Why not? For one, how is "week of time" defined? Is it "over the course of a
week", while also working, taking the kids to school and so on? E.g. a few
hours each day perhaps? If so, why not?

> _I spent so much time researching tools that I forgot what I really wanted
> to do, and in that same amount of time, had I spent it doing the work I
> wanted to do, I would have finished the project._

In the above case, that would make it a weekly project. If you do a week's
research to buy a PC (or other tool) for a week-long project, then sure, you
have a problem.

If you do a week's research to buy a PC you'll use for 4-6 years, then by all
means, do it.

I agree with analysis paralysis, and pixel peeping, and too much obsessing
over specs.

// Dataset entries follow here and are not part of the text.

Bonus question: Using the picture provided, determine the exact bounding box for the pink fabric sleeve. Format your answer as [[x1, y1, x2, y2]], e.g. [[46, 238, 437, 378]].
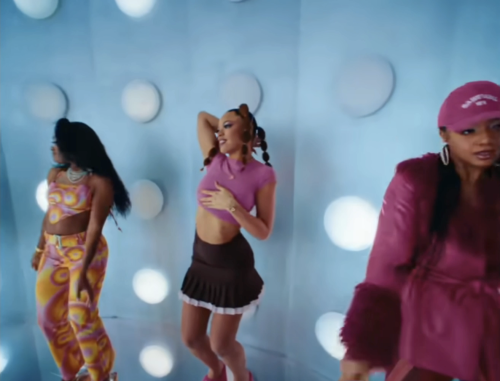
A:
[[341, 162, 417, 368], [257, 165, 276, 190]]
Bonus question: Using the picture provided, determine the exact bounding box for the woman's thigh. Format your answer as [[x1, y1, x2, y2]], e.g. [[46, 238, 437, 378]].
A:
[[181, 302, 211, 346], [210, 314, 242, 350]]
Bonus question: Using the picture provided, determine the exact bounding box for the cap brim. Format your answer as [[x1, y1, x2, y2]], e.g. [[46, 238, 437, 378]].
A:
[[445, 110, 500, 132]]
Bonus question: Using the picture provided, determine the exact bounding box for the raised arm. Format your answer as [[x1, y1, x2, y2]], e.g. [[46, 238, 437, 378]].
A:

Just not with the way its phrased, and the examples given, which
all seem not very far from the right way to go about things.

------
satvikpendem
This is my first attempt at writing a blog post and maintaining a blog. I
wanted to write with interesting prose that still has clarity. It has two
parts, a section for general topics and ideas I've thought about, and another
for practical tutorials, mostly about programming and personal discipline.

It's just HTML and CSS for now but I'm interested in using ReasonML, React,
and some static site generator in React such as Gatsby and react-static.

Do check out other pieces on the main page for other interesting topics (most
yet forthcoming) and let me know what you think:
[https://satvikpendem.com](https://satvikpendem.com)

As well, not to plug myself too thoroughly, but the project I was working on
mentioned in the article is a todo list + calendar web app for those who'd
like to time box their day: [https://getartemis.app](https://getartemis.app)

------
zwieback
Don't obsess over anything would be good advice but sometimes it's hard not
to.

Also, sometimes obsessing is just part of the early phase of learning or doing
something new and over the years it wears off.

------
SQL2219
We are drowning in information, which leads us to split hairs on not-so-
important decisions.